第2話 初トレーニングクエスト
「……な、なんだ、これ?」
優斗はしばし、そのボードを見て固まった。
『EXクエストを達成しました』
『スキルボードが開放いたします』
ボードには、その文言がはっきりと浮かび上がっている。
これまでこのような代物を、優斗は見たことがない。
迷宮都市クロノスはなんでもあると謳われるほど、様々なアイテムが揃っている。
しかし、これに似たアイテムはない。
優斗は試しに、そのボードを指の先でそっと触れた。
すると、
『ステータスを同期しました』
『デイリークエストを更新します』
「――ッ!?」
画面の表示が変化した。
○優斗(18)
○レベル1
○スキルポイント:0
○スキル
――
まず目に付いたのは、自らのステータスだ。
表示されているのは神殿で確認出来る、自分のステータスと同じ形式だ。
神殿の鑑定書と違うのは、『スキルポイント』という項目があるくらいだ。
「……うん。まあ、僕のステータスだね」
10年間ダンジョンに潜り続けて、いまだにレベル1の冒険者など、優斗以外には存在しない。
このステータスは他の誰でもない。優斗のものである。
「でも、スキルポイントってなんだろう?」
優斗は再び、画面に触れる。
すると、触れながら指を動かすと、画面が動くことがわかった。
「うーん。
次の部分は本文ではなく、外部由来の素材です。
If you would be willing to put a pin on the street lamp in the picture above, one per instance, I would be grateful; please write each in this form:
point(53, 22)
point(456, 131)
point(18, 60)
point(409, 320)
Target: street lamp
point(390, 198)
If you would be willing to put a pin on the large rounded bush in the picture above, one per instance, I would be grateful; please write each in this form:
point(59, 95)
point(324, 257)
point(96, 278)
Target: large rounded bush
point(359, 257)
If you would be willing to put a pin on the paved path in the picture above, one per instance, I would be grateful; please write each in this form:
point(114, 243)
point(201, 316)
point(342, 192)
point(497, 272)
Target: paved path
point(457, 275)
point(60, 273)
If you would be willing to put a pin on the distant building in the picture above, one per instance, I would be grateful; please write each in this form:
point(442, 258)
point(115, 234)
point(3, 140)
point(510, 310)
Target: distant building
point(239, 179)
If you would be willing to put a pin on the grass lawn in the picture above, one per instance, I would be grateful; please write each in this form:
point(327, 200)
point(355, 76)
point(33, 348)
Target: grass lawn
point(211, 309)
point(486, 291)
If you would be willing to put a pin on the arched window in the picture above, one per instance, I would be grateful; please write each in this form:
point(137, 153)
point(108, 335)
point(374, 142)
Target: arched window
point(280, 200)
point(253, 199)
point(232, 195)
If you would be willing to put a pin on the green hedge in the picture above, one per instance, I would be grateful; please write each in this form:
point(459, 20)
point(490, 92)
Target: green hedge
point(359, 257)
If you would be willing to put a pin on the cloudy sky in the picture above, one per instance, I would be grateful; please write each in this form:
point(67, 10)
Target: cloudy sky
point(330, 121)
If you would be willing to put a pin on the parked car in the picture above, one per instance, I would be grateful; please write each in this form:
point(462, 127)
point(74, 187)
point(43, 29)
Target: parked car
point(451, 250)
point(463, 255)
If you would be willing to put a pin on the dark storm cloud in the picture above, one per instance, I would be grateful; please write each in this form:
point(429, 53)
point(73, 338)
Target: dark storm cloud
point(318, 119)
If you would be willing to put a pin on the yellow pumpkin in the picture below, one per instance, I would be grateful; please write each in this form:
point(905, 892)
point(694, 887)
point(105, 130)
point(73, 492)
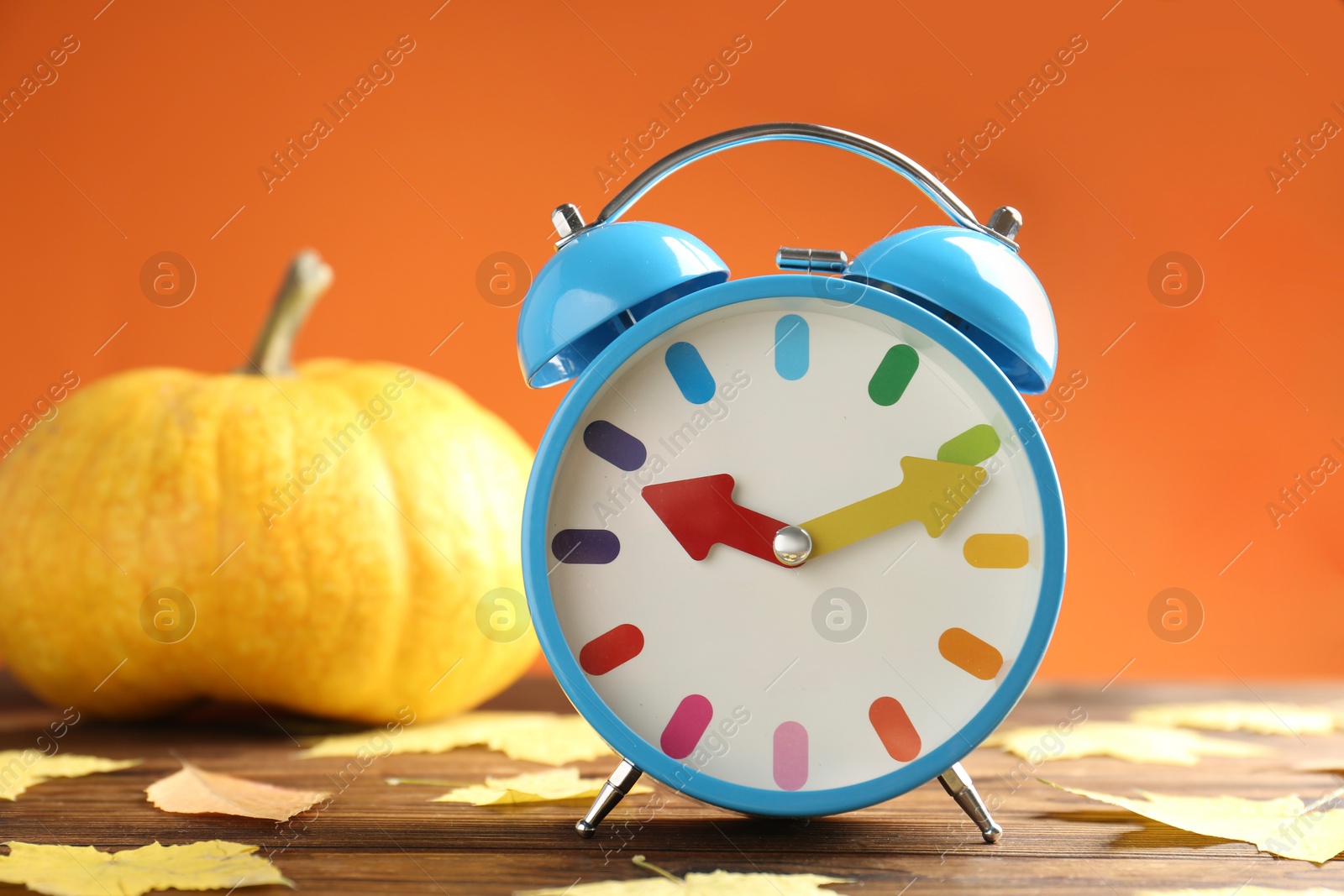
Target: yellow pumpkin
point(339, 539)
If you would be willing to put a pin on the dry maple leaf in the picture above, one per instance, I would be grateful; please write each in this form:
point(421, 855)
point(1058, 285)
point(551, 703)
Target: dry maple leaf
point(1236, 715)
point(1284, 826)
point(538, 788)
point(195, 792)
point(24, 768)
point(544, 738)
point(84, 871)
point(1120, 741)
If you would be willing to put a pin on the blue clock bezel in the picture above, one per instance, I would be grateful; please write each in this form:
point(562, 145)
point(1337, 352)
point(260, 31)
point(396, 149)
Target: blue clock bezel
point(648, 757)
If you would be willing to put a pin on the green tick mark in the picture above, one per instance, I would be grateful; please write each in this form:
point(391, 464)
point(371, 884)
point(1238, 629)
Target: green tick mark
point(891, 378)
point(974, 446)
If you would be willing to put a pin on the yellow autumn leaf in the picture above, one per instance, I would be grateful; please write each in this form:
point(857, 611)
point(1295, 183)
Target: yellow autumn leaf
point(194, 792)
point(1284, 826)
point(84, 871)
point(1236, 715)
point(1120, 741)
point(1242, 891)
point(537, 788)
point(718, 883)
point(24, 768)
point(544, 738)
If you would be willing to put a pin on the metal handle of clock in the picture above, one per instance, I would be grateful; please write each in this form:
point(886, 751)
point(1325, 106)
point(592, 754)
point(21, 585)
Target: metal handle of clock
point(858, 144)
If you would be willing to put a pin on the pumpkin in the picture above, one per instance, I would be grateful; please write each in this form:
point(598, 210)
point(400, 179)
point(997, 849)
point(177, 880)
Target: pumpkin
point(338, 539)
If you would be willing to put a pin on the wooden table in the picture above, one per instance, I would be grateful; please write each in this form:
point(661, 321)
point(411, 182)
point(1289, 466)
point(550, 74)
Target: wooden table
point(378, 839)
こうかな? ――おっ!」
画面を横になぞると、ステータスから別の表記に変化した。
○デイリークエスト
・腕立て伏せ×100(0/100)
・腹筋×100(0/100)
・背筋×120(0/120)
・スクワット×100(0/100)
・ランニング×10km(0/10km)
「……なんだ、これ?」
デイリークエストとあるが、書かれている内容は完全にトレーニングメニューである。
この薄い板――スキルボードが、トレーニングをやらせたがっているのはわかる。
「でも……これをやったから、なんなんだ?」
優斗はこれまで、様々なトレーニングを行って来た。
もちろん、ここに書かれているメニューをこなしていた時もある。
だがこれらを行ったからといって、飛躍的に強くなったことがない。
当然、トレーニングを行えば多少は体が頑丈になる。
だが、一年間のトレーニングよりも、1回のレベルアップだ。
ダンジョン攻略に耐えうる冒険者になるためには、レベルアップが必須なのだ。
「……まあ、ダメもとでやってみるか」
頭の中には、まだ死の感覚が滞留している。
それを振り払うために、優斗は気軽な気持ちでトレーニングを開始するのだった。
トレーニングを開始して5分。
「98……99……100!」
優斗は腕立て伏せ100回を完了した。
「さて……これでどうだ?」
優斗が額に浮かんだ汗を拭いながら、スキルボードをチェックする。
すると、
>>腕立て伏せクエストが完了しました。
>>スキルポイントと経験値が付与されます。
>>レベルが上昇しました。
「……えっ!?」
ボードに浮かび上がった文言を見て、優斗が喫驚した。
慌ててボードに触れ、画面を動かす。
○優斗(18)
○レベル1→2
○スキルポイント:0→1
○スキル
――
「あっ……」
上がってる。
優斗のレベルが、上昇していた。
『レベル2』の数値を見た途端に、優斗の目頭が熱くなった。
ぽろぽろと、熱いものが頬を伝う。
これまで、どれほど努力してもレベルが上がらなかった。
血反吐を吐くまでトレーニングしても、だ。
訓練だけなら、他の冒険者に負けないほど行ってきた。
にも拘わらず優斗は一切レベルが上がらなかった。
レベルアップは、そんな優斗が長年待ちに待った瞬間だった。
「う……うう……」
たとえこれが幻であっても、優斗は落胆しない。
逆に、これほど素晴らしい夢を見させてくれたことを、神に感謝するだろう。
ひとしきり涙したあと、優斗は素早く床に仰向けになった。